There was also a highly significant negative correlation between the latitude difference and change ratios from TreeAtlas and Linkages across species-region combinations (~−0.8, Fig. 3; Table S2). This pattern indicates that as the distance between mean centers of the species and the region center increased, the future:current ratios (~habitat suitability) decreased. The relationship was also highly significant for Landis300 GFDL but not the other outputs from Landis, again indicating a progression towards the habitat models given harsh conditions and 300-year Landis simulations.

When species were evaluated according to their latitudinal differences between the region and mean centers, the 16 species/region combinations categorized as North had very low future:current ratios under both PCM (average = 0.68) and especially GFDL (average = 0.23) scenarios (Table 3). Those combinations categorized as South had future:current ratios >1, indicating increasing tendencies for habitat within their region, while the Central class was between these extremes but tended towards decreasing habitat, especially under GFDL. Graphically, future:current ratios versus latitude difference by species (for TreeAtlas and GFDL scenario) generally shows higher future:current ratios (gains or less loss in habitat) for the most northerly region (NE) and less gain or more loss for the southerly regions CH and CA (Fig. 4). With data from these graphs and the latitude of the mean centers (imbedded on the graph), users can, for the majority of the 24 species presented, be given a crude idea of the habitat tendencies based on their latitude of interest. For example, sugar maple has a mean center latitude of 42.1°N (Fig. 4). For someone interested in a location at 40°N (i.e., 42.1−40 = ~+ 2 difference in latitude), a straight line interpolation from the sugar maple graph on Fig. 4 would yield a future:current ratio of ~0.35, or roughly a loss of 65 % of habitat, and presumably the ecosystem services it provides, by 2100 under the GFDL scenario. In contrast, the habitat for black oak would roughly double at that same latitude (Fig. 4). Exceptions to the north to south trend were with loblolly pine, a large gainer in the MA relative to other regions, and red maple with much higher gains in CH, an artifact because this species is already prevalent in the other three regions) (Fig. 4). Landis300 versus GFDL showed similar trends except that northern red oak follows the trend of loblolly pine and tulip poplar follows the trend of red maple shown in Fig. 4 (Fig. S1).

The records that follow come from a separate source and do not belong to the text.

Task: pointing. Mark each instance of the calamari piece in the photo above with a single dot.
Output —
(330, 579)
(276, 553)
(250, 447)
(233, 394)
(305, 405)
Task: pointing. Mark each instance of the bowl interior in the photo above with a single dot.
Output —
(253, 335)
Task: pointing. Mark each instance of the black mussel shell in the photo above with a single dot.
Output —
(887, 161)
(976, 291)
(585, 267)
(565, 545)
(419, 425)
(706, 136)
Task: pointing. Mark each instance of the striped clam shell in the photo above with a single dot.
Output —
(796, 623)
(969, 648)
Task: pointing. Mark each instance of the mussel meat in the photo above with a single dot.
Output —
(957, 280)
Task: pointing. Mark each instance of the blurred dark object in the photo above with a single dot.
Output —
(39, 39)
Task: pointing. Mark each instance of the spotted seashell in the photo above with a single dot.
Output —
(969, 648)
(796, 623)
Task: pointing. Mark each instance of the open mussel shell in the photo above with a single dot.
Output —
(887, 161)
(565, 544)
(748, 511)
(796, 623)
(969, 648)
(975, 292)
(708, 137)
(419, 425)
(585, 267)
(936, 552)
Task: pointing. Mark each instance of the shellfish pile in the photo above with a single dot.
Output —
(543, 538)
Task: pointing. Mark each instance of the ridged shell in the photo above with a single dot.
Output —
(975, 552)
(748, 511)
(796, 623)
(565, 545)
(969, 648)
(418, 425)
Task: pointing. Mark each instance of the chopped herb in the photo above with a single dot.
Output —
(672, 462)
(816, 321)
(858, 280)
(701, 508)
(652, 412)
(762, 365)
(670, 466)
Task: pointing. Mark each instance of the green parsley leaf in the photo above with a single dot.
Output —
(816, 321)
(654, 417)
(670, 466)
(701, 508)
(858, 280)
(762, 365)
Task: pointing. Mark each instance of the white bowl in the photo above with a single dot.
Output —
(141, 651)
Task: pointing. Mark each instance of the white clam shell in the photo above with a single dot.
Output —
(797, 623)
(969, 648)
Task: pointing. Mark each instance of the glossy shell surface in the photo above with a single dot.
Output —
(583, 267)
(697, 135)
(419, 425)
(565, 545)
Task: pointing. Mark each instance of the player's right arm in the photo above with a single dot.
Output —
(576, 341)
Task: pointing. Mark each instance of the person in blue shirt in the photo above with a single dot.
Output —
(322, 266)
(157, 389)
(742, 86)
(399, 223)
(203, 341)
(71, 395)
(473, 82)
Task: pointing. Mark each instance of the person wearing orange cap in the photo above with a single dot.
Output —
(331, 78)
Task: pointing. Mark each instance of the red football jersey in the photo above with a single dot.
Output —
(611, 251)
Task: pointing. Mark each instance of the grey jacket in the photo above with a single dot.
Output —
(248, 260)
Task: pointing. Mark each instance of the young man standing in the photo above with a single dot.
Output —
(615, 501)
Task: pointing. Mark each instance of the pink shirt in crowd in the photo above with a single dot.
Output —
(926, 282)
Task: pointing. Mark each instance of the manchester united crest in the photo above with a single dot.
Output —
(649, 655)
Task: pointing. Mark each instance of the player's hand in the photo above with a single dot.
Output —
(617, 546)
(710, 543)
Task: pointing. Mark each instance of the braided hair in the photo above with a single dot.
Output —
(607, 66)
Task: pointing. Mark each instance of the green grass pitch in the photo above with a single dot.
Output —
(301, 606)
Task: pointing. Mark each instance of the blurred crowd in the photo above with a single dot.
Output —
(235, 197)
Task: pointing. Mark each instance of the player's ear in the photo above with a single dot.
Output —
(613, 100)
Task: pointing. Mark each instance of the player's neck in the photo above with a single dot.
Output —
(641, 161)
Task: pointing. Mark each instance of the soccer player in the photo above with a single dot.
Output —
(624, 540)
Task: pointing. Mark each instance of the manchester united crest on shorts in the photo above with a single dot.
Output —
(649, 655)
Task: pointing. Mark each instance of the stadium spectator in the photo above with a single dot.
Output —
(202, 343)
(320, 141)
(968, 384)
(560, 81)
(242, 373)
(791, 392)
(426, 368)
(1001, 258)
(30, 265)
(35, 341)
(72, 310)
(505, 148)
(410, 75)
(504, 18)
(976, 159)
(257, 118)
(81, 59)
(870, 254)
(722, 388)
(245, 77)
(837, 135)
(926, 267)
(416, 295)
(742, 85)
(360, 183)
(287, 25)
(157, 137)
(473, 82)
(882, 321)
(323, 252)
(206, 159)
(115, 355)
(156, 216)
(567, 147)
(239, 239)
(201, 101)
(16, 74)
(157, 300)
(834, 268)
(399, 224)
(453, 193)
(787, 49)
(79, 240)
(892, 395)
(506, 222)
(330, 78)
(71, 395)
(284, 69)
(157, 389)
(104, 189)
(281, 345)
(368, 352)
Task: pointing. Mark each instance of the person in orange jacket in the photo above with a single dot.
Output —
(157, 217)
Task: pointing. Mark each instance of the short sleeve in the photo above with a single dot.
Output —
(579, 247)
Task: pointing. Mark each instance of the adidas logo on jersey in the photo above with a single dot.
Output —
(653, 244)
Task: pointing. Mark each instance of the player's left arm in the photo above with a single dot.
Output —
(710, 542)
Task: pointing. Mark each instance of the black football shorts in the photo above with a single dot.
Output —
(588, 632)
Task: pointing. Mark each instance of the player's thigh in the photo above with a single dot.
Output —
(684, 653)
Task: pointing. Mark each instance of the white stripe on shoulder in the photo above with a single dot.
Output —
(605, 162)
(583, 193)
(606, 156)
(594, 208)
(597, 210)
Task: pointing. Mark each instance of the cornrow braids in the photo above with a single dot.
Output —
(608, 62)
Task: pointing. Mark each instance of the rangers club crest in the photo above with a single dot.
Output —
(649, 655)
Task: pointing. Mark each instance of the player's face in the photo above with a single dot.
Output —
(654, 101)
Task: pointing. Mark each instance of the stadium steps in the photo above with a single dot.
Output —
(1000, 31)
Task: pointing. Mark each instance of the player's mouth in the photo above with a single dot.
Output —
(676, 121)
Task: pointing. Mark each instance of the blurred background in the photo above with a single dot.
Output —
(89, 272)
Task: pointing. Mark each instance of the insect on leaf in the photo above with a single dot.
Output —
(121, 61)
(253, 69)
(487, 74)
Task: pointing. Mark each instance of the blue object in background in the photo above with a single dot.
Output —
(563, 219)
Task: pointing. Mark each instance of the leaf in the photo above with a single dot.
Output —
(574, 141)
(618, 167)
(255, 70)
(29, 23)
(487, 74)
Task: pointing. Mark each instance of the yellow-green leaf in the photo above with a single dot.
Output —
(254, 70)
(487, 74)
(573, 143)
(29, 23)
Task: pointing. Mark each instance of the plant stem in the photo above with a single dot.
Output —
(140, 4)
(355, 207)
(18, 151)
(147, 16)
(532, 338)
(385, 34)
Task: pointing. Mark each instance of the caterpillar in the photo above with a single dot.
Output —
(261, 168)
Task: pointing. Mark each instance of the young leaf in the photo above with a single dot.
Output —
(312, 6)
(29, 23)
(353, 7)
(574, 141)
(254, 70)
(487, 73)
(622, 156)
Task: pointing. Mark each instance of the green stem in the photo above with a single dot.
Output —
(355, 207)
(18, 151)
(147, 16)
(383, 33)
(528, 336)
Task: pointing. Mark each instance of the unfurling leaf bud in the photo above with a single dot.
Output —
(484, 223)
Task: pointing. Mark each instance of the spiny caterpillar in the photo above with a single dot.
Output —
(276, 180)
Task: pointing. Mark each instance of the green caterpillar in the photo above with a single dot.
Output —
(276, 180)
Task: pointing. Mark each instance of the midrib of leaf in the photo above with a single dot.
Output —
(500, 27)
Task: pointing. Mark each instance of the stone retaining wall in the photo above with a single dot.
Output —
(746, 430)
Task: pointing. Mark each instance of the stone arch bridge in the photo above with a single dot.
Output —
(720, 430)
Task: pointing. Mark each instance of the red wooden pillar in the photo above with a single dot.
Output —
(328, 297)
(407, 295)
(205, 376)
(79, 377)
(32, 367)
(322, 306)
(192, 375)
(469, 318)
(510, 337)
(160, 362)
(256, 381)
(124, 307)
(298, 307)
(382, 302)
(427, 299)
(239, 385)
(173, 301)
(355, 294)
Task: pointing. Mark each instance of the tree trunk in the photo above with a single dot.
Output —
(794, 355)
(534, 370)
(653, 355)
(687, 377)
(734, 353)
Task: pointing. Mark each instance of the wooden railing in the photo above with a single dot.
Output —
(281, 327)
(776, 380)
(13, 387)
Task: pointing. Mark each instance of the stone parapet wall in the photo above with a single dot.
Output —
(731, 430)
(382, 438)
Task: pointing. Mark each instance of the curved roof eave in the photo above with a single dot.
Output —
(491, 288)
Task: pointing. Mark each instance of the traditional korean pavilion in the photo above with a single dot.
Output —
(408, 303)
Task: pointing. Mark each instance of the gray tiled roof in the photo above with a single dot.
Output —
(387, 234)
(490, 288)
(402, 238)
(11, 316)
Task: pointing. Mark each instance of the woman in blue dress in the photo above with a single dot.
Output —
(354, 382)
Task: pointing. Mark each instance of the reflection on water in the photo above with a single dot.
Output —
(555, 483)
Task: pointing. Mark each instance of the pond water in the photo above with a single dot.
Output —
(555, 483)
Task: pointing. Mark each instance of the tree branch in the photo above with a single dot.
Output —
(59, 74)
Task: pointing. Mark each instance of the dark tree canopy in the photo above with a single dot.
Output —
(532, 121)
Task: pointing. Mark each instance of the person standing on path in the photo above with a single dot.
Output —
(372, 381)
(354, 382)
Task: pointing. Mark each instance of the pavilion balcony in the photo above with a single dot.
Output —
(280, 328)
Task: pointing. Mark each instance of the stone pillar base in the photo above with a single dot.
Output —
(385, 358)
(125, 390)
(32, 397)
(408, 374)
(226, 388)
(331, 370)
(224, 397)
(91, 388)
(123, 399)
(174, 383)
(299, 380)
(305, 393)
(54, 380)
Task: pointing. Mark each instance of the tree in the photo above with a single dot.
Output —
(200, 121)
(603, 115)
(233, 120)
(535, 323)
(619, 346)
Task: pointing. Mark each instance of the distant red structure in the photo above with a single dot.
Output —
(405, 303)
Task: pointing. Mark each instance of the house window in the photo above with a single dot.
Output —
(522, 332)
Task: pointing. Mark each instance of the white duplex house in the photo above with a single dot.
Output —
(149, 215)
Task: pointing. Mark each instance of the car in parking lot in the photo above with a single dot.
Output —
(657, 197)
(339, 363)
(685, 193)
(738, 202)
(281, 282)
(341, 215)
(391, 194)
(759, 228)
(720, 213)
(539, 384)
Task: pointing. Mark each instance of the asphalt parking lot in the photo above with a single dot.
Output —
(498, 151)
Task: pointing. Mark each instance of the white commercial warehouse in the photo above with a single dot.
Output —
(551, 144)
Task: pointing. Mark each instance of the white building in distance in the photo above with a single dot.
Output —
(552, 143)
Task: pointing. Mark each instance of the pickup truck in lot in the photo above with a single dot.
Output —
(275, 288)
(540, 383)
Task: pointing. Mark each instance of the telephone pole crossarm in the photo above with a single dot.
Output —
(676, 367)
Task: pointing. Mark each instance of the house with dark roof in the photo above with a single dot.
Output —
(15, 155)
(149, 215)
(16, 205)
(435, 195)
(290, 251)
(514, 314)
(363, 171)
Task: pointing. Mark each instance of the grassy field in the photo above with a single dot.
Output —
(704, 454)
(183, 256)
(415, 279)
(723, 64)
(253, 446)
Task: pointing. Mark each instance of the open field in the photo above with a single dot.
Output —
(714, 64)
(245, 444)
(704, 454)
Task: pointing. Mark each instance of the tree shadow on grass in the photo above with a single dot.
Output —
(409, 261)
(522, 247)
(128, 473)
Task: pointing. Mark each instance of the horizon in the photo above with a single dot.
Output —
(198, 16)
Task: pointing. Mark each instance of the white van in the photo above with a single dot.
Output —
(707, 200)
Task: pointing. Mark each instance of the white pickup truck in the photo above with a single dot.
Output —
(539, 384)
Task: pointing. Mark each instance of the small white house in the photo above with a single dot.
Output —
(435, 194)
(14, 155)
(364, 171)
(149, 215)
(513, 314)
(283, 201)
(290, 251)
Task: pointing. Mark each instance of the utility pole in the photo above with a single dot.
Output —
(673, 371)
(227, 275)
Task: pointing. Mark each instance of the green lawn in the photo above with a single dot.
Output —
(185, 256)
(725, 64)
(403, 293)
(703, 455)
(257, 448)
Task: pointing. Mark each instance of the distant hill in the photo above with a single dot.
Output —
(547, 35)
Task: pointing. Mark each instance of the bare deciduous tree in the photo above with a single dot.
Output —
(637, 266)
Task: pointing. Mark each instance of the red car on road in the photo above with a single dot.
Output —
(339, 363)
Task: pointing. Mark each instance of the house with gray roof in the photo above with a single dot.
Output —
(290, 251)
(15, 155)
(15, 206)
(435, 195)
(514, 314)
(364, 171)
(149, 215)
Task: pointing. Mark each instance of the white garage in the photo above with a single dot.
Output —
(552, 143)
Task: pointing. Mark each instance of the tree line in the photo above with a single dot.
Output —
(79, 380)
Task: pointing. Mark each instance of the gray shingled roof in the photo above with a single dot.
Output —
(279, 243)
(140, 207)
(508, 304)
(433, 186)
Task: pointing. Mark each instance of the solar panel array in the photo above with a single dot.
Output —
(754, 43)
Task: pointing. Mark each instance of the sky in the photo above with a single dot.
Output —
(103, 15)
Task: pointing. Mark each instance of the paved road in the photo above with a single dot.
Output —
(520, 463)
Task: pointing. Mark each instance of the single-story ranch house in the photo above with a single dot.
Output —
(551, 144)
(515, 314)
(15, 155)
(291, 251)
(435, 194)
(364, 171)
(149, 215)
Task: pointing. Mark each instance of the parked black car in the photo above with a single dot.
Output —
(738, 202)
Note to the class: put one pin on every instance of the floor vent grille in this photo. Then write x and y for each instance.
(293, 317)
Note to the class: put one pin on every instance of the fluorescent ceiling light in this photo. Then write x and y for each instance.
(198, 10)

Table 3 Mean ratios of future:current species importance or biomass for all species and regions categorized as North, Central, or South in relation to the a regions center
Fig. 4
figure 4

The relationship of difference in latitude to future:current ratios, by region (red = NE; green = MA, pink = CH, blue = CA) for each of 24 species as forecast by TreeAtlas for 2100 under the GFDL climate scenario. Numbers in each species block indicate current mean latitude. Difference in latitude is calculated as (region mean center)—(species mean center), such that species mean centers to the north of region center have negative numbers

We compared the mean and ranked future:current change ratios for each species across all four models, all four regions, and under PCM, GFDL, or both scenarios (Table 4), and based on all output data (Table S3). Seven northern conifers were predicted to decline the most under climate change: black spruce, balsam fir, northern white cedar, red spruce, eastern hemlock, eastern white pine, and pitch pine. All had future:current ratios <0.8 so were categorized as small to large decreasers. Some species had a wide variation among models, including trends of opposite sign (future:current change ratio both <1 and >1) among models. Most striking is pitch pine, with Landis300 projecting a complete collapse in the NE and MA regions, while TreeAtlas and Linkages project small increases in NE. Sugar maple would only decrease slightly under PCM but lose substantial habitat, especially in the more southern CA and CH regions, under GFDL. Many of the hardwoods and southern pines show overall average increases in future:current ratios across regions and models (Tables 4, S3). However, some averages are skewed by very high ratios caused by very low current importance under one or more models (e.g., Virginia and loblolly pine), and there is a wide variation including substantial losses in some regions under some models.

Table 4 Model averaged ratios of future:current species importance or biomass across all regions and by climate change scenario (PCM or GFDL) and both scenarios combined

Discussion

This comparative study, a first of its kind as far as we know, standardizes outputs from three unique forest landscape models across spatial (four regions) and temporal (2000, 2100, 2300) scales, a range of climate scenarios (PCM B1 and GFDL A1fi), species (30 total, most common species; region totals varied from 15 to 24), and evaluation metric (future:current ratios). Standardizing in this manner enables an increased understanding of underlying drivers of differences across models that use diverse approaches and assumptions. Divergence among models for certain species could indicate insufficient knowledge of the species’ life history traits or ecological complexities, a mismatch between current tree distributions and ecological drivers selected for modeling, or individual model biases. Divergence indicators provide fodder for further investigations into model behavior versus drivers. Agreement common to models could indicate a better understanding of species and their drivers, or could be indicative of a systemic bias among all models. The three models represent different approaches to assess potential species changes. TreeAtlas provides a robust statistical approach to model projected habitat, assuming the trees are where they are currently due to ecological and legacy conditions that will hold true into the future. Linkages also projects habitat as a hybrid empirical-physiological model working at the species level, and also feeding into Landis, which is a forest succession model estimating expected species importance through time.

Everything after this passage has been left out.